My hero is an RCMP cop and he needs to get back to work.

Can you tell me what he’d have done surgically to repair the rotator cuff and ligaments? How long would he realistically be off work and need physical therapy?

Jordyn Says:

I reached out to Tim Bernacki, an awesome physical therapist, who rehabbed by own shoulder after I dislocated it. If you live near Castle Rock, Colorado check out clinic called Front Range Therapies. I highly recommend him.

Tim Says:

A massive rotator cuff tear (RTC) along with ligament tears and dislocation would lead to quite a surgery. One of a kind. The massive tears I’ve seen used multiple anchors (versus one or two for the “common” repairs).

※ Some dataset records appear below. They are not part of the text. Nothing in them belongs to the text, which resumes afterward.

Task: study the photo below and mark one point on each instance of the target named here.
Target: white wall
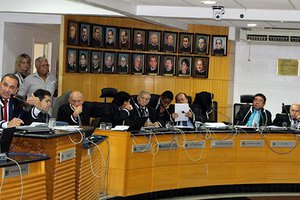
(20, 38)
(255, 72)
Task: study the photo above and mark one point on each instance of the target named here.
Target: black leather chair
(108, 93)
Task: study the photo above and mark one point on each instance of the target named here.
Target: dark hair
(260, 95)
(120, 98)
(40, 93)
(167, 95)
(11, 76)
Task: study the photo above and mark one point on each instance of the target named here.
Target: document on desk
(181, 109)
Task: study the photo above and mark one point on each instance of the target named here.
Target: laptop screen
(6, 139)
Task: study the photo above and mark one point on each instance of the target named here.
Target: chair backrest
(63, 99)
(236, 109)
(108, 93)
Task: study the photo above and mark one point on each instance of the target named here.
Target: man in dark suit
(42, 102)
(255, 115)
(142, 109)
(10, 107)
(76, 112)
(289, 119)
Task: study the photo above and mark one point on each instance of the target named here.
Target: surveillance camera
(218, 12)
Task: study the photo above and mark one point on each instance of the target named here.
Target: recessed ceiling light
(209, 2)
(251, 25)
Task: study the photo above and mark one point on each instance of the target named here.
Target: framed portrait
(124, 38)
(201, 67)
(83, 61)
(184, 66)
(219, 45)
(202, 42)
(137, 63)
(71, 60)
(170, 41)
(185, 43)
(109, 62)
(139, 40)
(111, 36)
(97, 35)
(168, 65)
(96, 62)
(154, 40)
(152, 65)
(72, 33)
(84, 39)
(123, 63)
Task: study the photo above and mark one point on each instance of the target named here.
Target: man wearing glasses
(42, 79)
(255, 115)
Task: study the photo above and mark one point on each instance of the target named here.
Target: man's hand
(77, 111)
(15, 122)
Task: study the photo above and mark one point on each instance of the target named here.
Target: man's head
(181, 98)
(186, 42)
(123, 61)
(166, 98)
(84, 33)
(153, 62)
(108, 61)
(9, 86)
(76, 98)
(295, 111)
(200, 65)
(139, 37)
(71, 58)
(124, 36)
(138, 62)
(168, 64)
(202, 43)
(259, 101)
(170, 40)
(154, 39)
(42, 66)
(96, 59)
(143, 98)
(45, 99)
(97, 33)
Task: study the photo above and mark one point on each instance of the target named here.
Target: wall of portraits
(133, 55)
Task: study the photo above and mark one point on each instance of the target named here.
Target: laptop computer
(6, 139)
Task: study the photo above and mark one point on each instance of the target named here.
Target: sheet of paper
(181, 109)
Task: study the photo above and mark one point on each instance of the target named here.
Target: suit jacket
(29, 116)
(65, 114)
(15, 109)
(245, 112)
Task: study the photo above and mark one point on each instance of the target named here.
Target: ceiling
(276, 14)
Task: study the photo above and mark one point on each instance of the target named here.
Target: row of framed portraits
(110, 62)
(112, 37)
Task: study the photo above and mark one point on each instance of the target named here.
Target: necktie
(5, 110)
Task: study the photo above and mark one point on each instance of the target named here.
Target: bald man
(290, 120)
(76, 112)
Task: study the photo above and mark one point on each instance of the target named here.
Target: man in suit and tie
(41, 101)
(10, 107)
(289, 119)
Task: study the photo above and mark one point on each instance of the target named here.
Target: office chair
(108, 93)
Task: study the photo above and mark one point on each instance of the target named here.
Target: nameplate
(14, 171)
(194, 145)
(252, 143)
(283, 143)
(140, 148)
(167, 145)
(221, 143)
(67, 155)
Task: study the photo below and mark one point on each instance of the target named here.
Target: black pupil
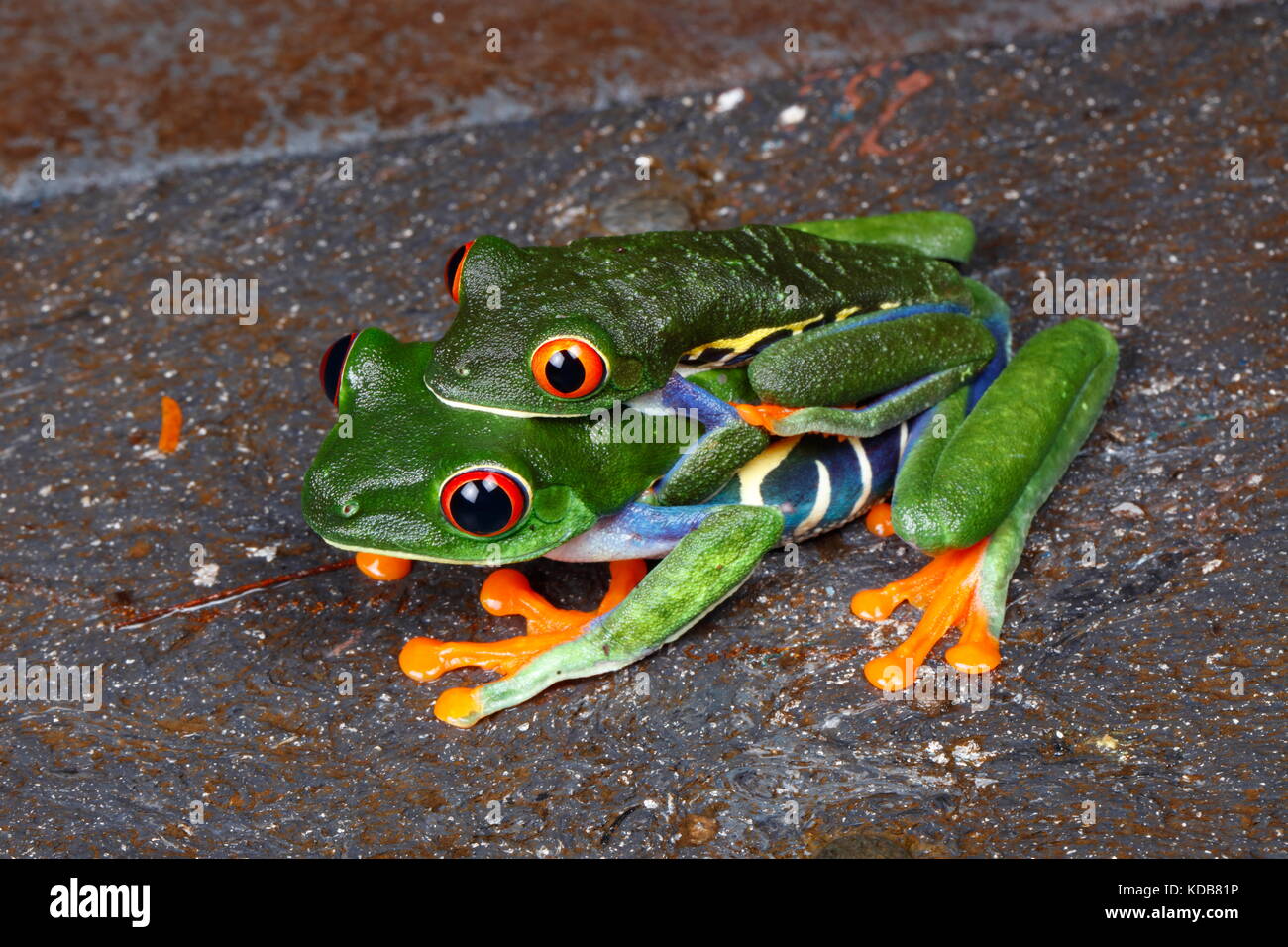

Some of the massive tears also used either synthetic or pig skin patches because of the tear size. The ligaments would also need to be repaired with more anchors. This person would be in a sling with an abduction pillow at the side for probably eight to ten weeks (versus six weeks for the smaller tears).

Therapy could start earlier than when the sling comes off but would entail only passive range of motion (provided by the therapist). The tricky thing here is that if one portion of the RTC is torn, the protocol would incorporate stretching of that repair last in the sequence of stretches. Likewise, strengthening would incorporate moving in that one direction later than others.

With this person, all directions of movement would need to be respected. This person will need a truly great therapist, or I would expect them to get about eighty percent of their range/use/strength in the end. If all goes well, I would anticipate full range around four months post-op.

Strengthening would begin around three to four months post-op and could go on for at least three to four months itself. For full duty police work, minimum time from date of surgery to return to work I’d guess is eight months, but more likely around ten months. Most police officers return to working on restricted/light duty (if the injury was work related). Light duty is typically communications and/or desk work, working cold cases, helping with investigations, but not leaving the station.